Beaucoup estiment, en cette rentrée 2010, que le passage de témoin s’est réalisé ces deux dernières années entre les pays riches en déclin irréversible et les pays émergents en ascension irrésistible. Du coup, ils espèrent que les déboires de la mondialisation et des pays riches condamnés à une croissance plus que molle seront compensés par la formidable expansion des grands pays émergents (Chine, Inde, Brésil, Indonésie, Mexique et consorts). Néanmoins, de nombreux économistes doutent de cette capacité des émergents à remplacer les riches et à tirer la croissance mondiale à eux seuls.

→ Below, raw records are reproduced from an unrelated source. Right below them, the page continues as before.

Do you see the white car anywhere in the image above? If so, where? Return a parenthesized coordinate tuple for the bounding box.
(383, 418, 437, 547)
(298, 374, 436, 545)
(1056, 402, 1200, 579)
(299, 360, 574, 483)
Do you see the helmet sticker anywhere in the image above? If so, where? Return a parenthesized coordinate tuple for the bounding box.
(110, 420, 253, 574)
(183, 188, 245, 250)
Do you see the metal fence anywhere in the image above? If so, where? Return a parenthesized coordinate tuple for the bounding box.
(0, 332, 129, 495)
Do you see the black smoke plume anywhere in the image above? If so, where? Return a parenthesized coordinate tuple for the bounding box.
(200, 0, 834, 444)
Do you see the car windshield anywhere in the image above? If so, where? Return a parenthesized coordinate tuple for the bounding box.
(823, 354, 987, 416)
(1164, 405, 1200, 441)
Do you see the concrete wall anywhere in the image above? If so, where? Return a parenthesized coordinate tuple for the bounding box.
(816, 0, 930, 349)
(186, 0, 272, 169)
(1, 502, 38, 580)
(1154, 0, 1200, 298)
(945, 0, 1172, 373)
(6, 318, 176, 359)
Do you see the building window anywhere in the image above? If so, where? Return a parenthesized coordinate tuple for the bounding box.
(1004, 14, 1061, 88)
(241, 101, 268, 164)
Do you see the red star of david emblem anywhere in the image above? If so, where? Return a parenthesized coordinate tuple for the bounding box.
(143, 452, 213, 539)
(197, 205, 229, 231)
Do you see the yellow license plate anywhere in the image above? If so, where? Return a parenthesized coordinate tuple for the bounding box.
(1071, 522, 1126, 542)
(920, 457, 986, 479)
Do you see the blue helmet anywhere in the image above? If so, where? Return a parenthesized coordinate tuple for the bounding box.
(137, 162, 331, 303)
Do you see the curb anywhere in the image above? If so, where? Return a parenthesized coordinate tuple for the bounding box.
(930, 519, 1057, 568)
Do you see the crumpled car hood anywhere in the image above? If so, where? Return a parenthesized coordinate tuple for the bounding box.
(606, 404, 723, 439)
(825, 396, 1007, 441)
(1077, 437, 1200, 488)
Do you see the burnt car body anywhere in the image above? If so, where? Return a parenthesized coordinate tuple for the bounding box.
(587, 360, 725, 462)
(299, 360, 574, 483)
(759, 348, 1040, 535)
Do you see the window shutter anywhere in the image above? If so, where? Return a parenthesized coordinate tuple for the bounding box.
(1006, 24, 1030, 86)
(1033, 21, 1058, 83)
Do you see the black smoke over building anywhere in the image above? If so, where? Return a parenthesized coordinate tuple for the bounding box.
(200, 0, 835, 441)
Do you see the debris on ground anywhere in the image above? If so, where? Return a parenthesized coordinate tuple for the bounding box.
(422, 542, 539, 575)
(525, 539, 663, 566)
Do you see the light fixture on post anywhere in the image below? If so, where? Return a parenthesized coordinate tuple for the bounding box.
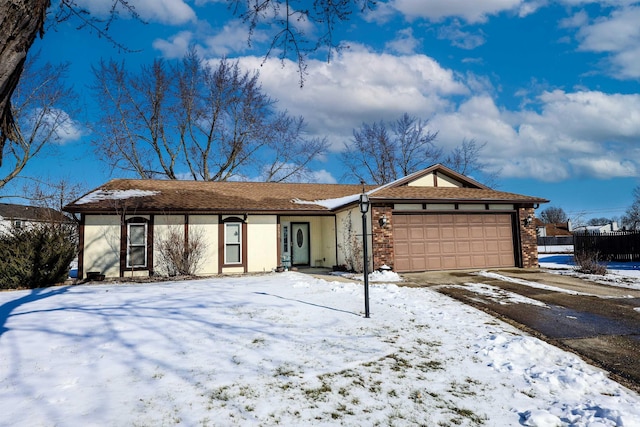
(359, 190, 370, 318)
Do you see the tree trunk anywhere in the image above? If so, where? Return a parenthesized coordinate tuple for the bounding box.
(0, 0, 50, 166)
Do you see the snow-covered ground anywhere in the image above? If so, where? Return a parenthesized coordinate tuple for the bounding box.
(540, 253, 640, 291)
(1, 262, 640, 426)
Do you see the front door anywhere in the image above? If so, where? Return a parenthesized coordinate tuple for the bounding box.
(291, 223, 310, 265)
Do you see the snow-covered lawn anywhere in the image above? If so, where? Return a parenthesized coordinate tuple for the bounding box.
(1, 269, 639, 426)
(540, 253, 640, 291)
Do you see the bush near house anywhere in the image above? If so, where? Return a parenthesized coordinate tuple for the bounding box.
(0, 223, 77, 289)
(573, 250, 608, 276)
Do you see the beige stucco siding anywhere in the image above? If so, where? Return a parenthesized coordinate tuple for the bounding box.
(83, 215, 121, 278)
(435, 173, 463, 187)
(335, 208, 371, 270)
(189, 215, 219, 275)
(280, 215, 336, 268)
(247, 215, 278, 272)
(153, 215, 184, 276)
(407, 173, 435, 187)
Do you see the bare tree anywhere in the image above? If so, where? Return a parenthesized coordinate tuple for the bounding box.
(540, 206, 568, 224)
(442, 138, 500, 187)
(341, 113, 440, 185)
(1, 0, 375, 167)
(21, 177, 86, 214)
(0, 0, 136, 168)
(622, 186, 640, 230)
(92, 49, 327, 181)
(229, 0, 376, 86)
(0, 55, 78, 191)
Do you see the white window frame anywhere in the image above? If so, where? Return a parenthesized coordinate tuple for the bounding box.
(127, 222, 148, 268)
(224, 222, 242, 265)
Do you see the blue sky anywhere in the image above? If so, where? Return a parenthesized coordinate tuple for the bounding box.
(6, 0, 640, 222)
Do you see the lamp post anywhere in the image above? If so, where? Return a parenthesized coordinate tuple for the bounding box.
(359, 191, 370, 318)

D’abord parce que ces pays sont encore en développement pour beaucoup d’entre eux et que leur énergie économique se fait encore sur un terrain instable et avec de très nombreuses déficiences structurelles. Ensuite, et surtout, parce qu’une partie de la croissance des émergents vient de leur commerce avec les riches. Or, les riches n’étant plus capables d’acheter aux émergents dans les mêmes quantités, ces derniers n’ont pas d’autres débouchés immédiats qui vont se créer comme par miracle dans les semaines et les mois à venir.
Cela ne veut pas dire que les pays émergents ne vont pas continuer à croître plus fortement que les pays riches. Cela ne veut pas dire, non plus, qu’ils vont encore se rapprocher des sommets puis dépasser les pays occidentaux et le Japon dans les années qui viennent et qu’aux alentours de 2030-2050 ils contrôlent l’économie mondiale (même si les projections valent ce qu’elles valent et que rien n’est donné, une crise des émergents et un rebond des riches, par exemple, remettant en cause ce scénario a priori inexorable).

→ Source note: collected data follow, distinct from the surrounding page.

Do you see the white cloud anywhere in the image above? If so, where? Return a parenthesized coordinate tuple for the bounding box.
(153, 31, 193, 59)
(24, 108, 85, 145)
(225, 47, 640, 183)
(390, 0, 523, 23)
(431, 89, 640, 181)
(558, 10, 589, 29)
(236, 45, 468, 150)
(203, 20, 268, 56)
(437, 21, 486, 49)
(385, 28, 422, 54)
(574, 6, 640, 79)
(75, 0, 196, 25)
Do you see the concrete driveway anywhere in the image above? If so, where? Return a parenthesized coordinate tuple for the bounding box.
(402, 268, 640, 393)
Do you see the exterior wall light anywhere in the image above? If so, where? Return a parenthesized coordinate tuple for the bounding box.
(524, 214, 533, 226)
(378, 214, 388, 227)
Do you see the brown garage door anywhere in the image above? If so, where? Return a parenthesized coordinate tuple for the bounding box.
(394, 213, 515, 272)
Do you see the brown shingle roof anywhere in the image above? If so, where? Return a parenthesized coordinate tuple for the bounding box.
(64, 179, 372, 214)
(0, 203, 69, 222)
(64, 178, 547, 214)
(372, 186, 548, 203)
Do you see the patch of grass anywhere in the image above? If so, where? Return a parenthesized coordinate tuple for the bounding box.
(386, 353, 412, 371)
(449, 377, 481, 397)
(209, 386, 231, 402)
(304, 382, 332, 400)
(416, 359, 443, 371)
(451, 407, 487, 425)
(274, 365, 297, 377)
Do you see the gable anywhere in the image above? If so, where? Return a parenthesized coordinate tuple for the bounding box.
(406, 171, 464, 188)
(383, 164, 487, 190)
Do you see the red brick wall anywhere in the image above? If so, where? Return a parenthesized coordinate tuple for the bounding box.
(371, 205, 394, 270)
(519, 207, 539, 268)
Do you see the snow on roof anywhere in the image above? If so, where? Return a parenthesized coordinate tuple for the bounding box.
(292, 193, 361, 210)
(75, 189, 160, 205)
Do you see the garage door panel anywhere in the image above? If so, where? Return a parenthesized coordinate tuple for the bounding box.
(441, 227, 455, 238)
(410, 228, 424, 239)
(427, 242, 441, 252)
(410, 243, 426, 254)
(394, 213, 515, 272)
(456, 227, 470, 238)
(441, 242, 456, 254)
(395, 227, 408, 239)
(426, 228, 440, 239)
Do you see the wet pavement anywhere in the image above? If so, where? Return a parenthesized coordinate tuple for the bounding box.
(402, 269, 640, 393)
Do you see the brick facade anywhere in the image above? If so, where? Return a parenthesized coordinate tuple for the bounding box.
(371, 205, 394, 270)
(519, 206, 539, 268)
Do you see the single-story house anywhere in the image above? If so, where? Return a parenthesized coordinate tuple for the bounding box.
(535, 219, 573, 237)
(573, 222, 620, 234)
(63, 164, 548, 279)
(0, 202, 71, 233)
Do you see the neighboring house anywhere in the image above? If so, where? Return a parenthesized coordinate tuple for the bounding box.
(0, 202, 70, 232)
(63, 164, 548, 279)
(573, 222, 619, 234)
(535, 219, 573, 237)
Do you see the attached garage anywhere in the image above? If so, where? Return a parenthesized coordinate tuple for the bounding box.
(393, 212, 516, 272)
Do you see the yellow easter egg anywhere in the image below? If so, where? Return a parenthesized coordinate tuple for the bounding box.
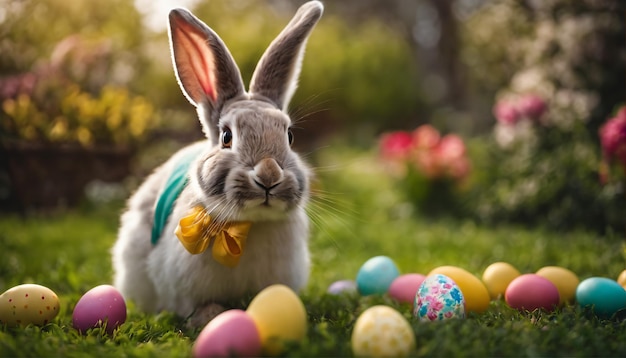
(246, 284, 307, 355)
(351, 305, 416, 357)
(428, 266, 490, 313)
(482, 262, 521, 300)
(617, 270, 626, 287)
(0, 284, 60, 326)
(535, 266, 579, 304)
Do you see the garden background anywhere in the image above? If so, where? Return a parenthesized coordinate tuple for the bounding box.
(1, 0, 626, 356)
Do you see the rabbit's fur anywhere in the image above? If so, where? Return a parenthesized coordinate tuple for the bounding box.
(112, 1, 323, 322)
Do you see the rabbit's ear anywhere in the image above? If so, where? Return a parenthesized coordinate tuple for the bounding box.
(168, 8, 245, 142)
(249, 1, 323, 111)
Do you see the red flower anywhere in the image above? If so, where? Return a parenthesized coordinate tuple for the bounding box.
(379, 125, 471, 182)
(379, 131, 413, 160)
(599, 107, 626, 166)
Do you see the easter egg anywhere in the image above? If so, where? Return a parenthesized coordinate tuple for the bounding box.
(72, 285, 126, 334)
(414, 274, 465, 321)
(356, 256, 400, 296)
(535, 266, 579, 304)
(388, 274, 426, 304)
(351, 305, 416, 357)
(428, 266, 490, 313)
(327, 280, 357, 295)
(192, 309, 261, 358)
(617, 270, 626, 287)
(482, 262, 521, 300)
(246, 284, 307, 355)
(0, 284, 60, 326)
(505, 274, 560, 312)
(576, 277, 626, 318)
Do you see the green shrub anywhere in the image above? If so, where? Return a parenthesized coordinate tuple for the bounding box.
(190, 0, 424, 135)
(468, 125, 625, 233)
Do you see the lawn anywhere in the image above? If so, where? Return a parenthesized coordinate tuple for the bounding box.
(1, 147, 626, 357)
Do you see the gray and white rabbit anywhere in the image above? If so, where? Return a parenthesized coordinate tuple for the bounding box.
(112, 1, 323, 325)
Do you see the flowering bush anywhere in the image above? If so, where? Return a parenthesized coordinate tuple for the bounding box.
(464, 0, 624, 133)
(0, 34, 158, 210)
(379, 125, 471, 216)
(0, 35, 156, 148)
(467, 97, 626, 233)
(1, 84, 154, 148)
(461, 0, 625, 233)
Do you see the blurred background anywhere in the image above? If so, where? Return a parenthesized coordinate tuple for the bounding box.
(0, 0, 624, 233)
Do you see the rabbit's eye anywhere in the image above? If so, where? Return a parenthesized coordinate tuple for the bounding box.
(222, 128, 233, 148)
(288, 130, 294, 146)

En revanche, cela signifie que les espoirs mis dans la capacité des grands pays émergents à tirer la croissance mondiale pour le bien de toute l’humanité dès maintenant ne semblent être qu’une simple chimère de plus à laquelle s’agrippent ceux qui n’ont pas encore compris que la mondialisation a mis tout le monde dans le même bain et que les efforts de tous sont essentiels et obligatoires pour que chacun profitent de ses bienfaits.